Au Grenier d’Abondance, répétition avec le collectif Dikie Istorii

Samedi dernier, sous les toits du Grenier d’Abondance, nous avons assisté à une répétition du spectacle du collectif Dikie Istorii : « Ascension Électrique« .

Côte à côte, Tom Grand Mourcel et Vera Gorbatcheva racontent déjà quelque chose. À les voir, l’un grand et dégingandé, l’autre petite et noueuse, on discerne une certaine dynamique qui invite à partir avec eux « à la poursuite de leur rencontre ».

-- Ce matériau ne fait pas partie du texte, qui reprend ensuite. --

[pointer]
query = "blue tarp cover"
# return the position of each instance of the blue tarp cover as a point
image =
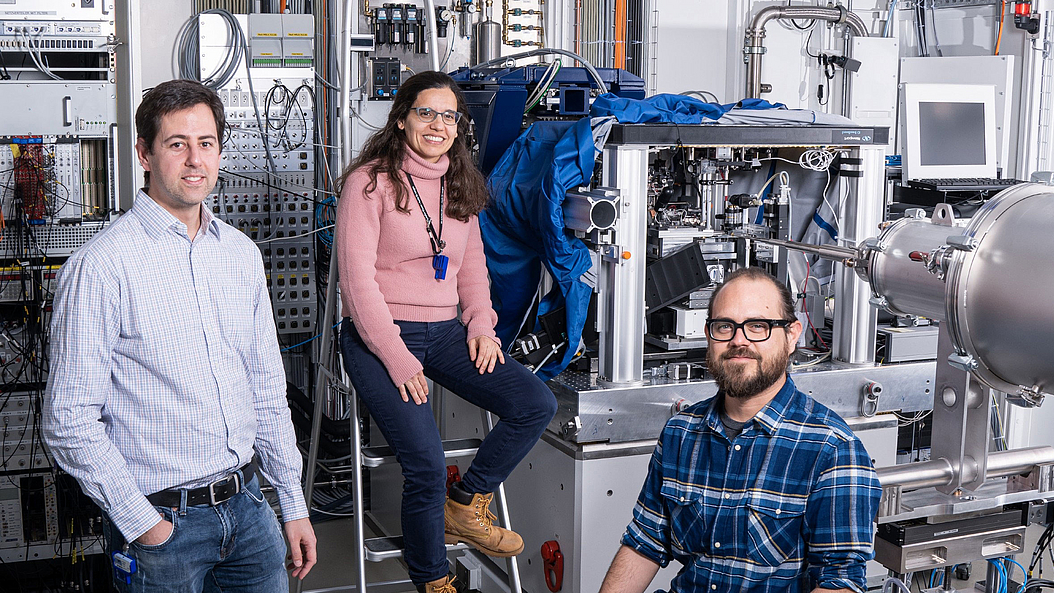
(523, 228)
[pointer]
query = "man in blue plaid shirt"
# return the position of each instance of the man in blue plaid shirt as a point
(759, 489)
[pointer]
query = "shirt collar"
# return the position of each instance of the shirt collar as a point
(157, 220)
(769, 416)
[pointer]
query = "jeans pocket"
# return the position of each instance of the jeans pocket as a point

Depuis quatre ans, ces élèves du Conservatoire National Supérieur de Musique et de Danse travaillent sur leur spectacle. Plutôt que de mettre en scène une certaine idée de leur monde, ils ont basé ce travail sur des gestes du quotidien auxquels ils ont redonné du sens en les mettant en scène, les chargeant d’émotions.

Ils répètent seuls, sont leur propres chorégraphes. Se passer d’un regard extérieur leur permet de se concentrer sur leurs ressentis, ce qui pousse le spectateur à se plonger dans leur intimité. « Tu m’impressionnes vraiment ». Ce sont les mots de Tom alors que lui et Vera discutent de la façon dont un enchaînement doit être tourné. La relation qu’ils entretiennent est indissociable de la construction de leur spectacle, ce qui amène ce dernier à évoluer au gré de leurs émotions.

Ce spectacle, ils l’ont présenté aux Subsistances, au Toboggan, mais aussi à Barletta, ville du sud de l’Italie. Ils travaillent actuellement à en allonger la longueur initiale, de dix minutes à trente minutes, ce qui aboutira à deux formats coexistants. Pour ce faire, ils travaillent sur un squelette de pas, d’enchaînement. Pour que cela tombe juste, il s’agit d’en « étirer un plus longtemps, d’en casser un plus rapidement ».

Après plus d’une heure de séance, les visages se crispent sous l’effort, des grimaces y apparaissent et les souffles s’accélèrent. Des chutes sanctionnent chaque imprécision sur un porté, mais cela fait partie du quotidien des deux danseurs qui gardent une attitude positive et studieuse, recommençant chaque mouvement jusqu’à ce que « ça marche ».

 

Aujourd’hui, ils travaillent sur des musiques enregistrées, mais le spectacle se construit normalement autours des riffs de la guitare électrique de Jazz Barbé. Ce dernier est également élève du CNSMD et les mots qu’ont Tom et Vera à son propos montrent que son absence ampute la pièce d’une de ses composantes essentielles. Pour Tom, il est le « conteur de [leur] histoire », celui qui leur insuffle de l’énergie, pose la trame sur laquelle il pourra exprimer avec Vera l’histoire de leur rencontre. Avec des influences telles que Keith Richard et Jimmy Hendrix, la performance doit prendre des airs de concert de rock où le musicien s’implique physiquement, en pleine lumière. Jazz joue en fonction de l’émotion du moment et puise sa force dans les réactions de son auditoire, d’abord calme, puis déchaîné.

« Tu veux garder ça ? », demande l’un à l’autre, dans un mouvement d’échange perpétuel. Tom est issu de la culture hip-hop, a vécu à New York. Vera a été formée à l’école classique de Nikolay Ogrizkov. Les mouvements lents et chargés d’inertie du premier complètent ceux, tendus et précis, de la seconde. Il s’en dégage une impression de finesse, un sentiment d’empathie pour les deux danseurs qui insiste sur le fait que, ce qui donne son importance à un pas, c’est son intention, pas son exécution.

Pour Tom, ce spectacle se veut « palpitant, intense ». Du mouvement à l’émotion, de l’émotion au mouvement, une histoire se construit derrière les grandes fenêtres du Grenier d’Abondance.